This article was originally published in The Legal Diary on 15 October 2021 and can be accessed here.
BIT wins again
An ICSID arbitration panel recently awarded Air Canada repatriation of outstanding profits held up by Venezuela. This is yet another example of an international investor relying on a bilateral investment treaty (BIT) to pursue a state for losses. Like many such disputes, it occurred against the backdrop of turbulent economic and political factors: the devalued Bolivar; and a political leadership crisis which, following US sanctions, added to the country’s economic crisis.
Political factors create challenges for arbitration tribunals. Due to sanctions, a party may be unable to engage and pay lawyers and experts, creating an “inequality of arms”. Quantum and valuation issues are essential features of investment arbitration. Here, Venezuela’s quantum expert was unable to be cross-examined at the hearing on its report, leading the Claimant to try unsuccessfully to exclude it. The Tribunal also had to consider a request from representatives of “interim President” Guaidó to exclude counsel appointed by the Maduro Government from acting further in the case. This contest between Presidents, each claiming legitimacy, has led to similar requests in a number of cases. Here it was denied.

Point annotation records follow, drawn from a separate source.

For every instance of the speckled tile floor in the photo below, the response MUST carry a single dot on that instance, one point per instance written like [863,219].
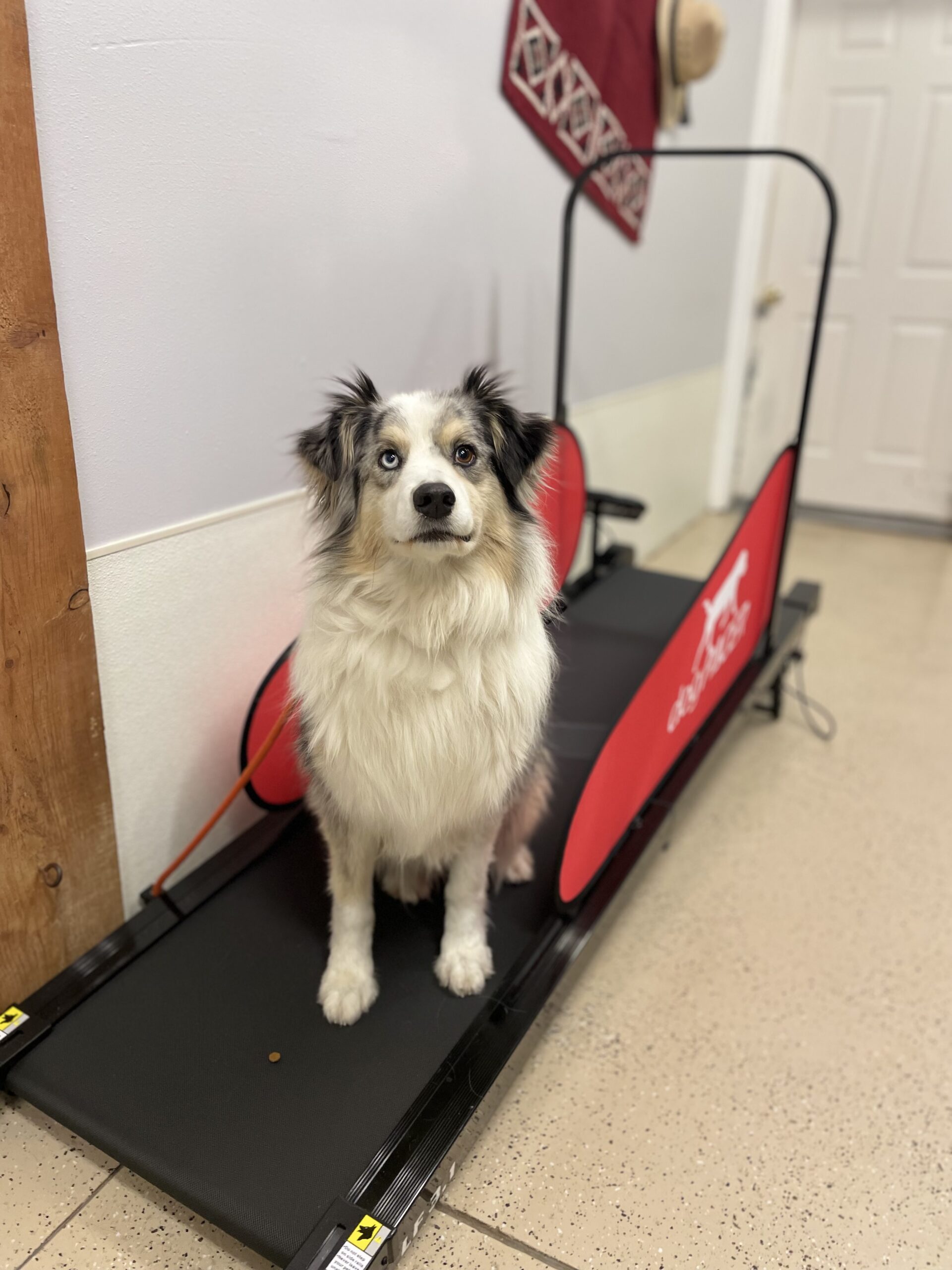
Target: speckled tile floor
[753,1071]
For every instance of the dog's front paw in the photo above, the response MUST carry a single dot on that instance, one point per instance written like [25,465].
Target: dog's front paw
[464,968]
[347,992]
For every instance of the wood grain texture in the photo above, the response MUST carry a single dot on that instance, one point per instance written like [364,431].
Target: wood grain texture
[55,804]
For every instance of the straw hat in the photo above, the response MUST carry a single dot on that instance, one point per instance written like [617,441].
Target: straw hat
[690,36]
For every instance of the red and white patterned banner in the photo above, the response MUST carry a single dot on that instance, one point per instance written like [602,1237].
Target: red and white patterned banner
[584,78]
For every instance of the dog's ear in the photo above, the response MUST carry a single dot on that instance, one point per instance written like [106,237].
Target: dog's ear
[521,443]
[332,447]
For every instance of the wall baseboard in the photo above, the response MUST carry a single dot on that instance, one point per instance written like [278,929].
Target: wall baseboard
[200,522]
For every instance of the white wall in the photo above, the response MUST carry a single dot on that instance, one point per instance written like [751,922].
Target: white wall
[245,200]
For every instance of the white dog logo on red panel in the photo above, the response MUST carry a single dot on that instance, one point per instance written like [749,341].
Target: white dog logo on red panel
[725,623]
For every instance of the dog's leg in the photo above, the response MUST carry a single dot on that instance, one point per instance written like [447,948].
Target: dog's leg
[348,986]
[465,960]
[407,881]
[512,855]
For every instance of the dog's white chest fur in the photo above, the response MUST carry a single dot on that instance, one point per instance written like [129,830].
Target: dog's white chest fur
[420,713]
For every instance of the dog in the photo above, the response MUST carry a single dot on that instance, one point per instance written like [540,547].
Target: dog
[424,668]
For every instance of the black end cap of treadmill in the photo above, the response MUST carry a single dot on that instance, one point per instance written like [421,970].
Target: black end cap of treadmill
[804,596]
[14,1046]
[328,1237]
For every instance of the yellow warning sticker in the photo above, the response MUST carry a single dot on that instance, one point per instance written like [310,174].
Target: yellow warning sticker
[12,1017]
[365,1234]
[361,1249]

For the investor-state dispute resolution system to have continued legitimacy, arbitrators need to do justice to the parties and be seen to act fairly. Parties and arbitrators should do all they can to reduce the potentially disruptive impact on proceedings of sanctions and external political factors. Where a party is perceived to have been placed at a significant disadvantage, the process is undermined. Venezuela was permitted to rely on its quantum expert report in this case, but a differently constituted Tribunal might have decided differently where a party had other alternatives. It can only be hoped that parties and arbitrators will generally take actions to reduce the disruptive impact of sanctions and political events.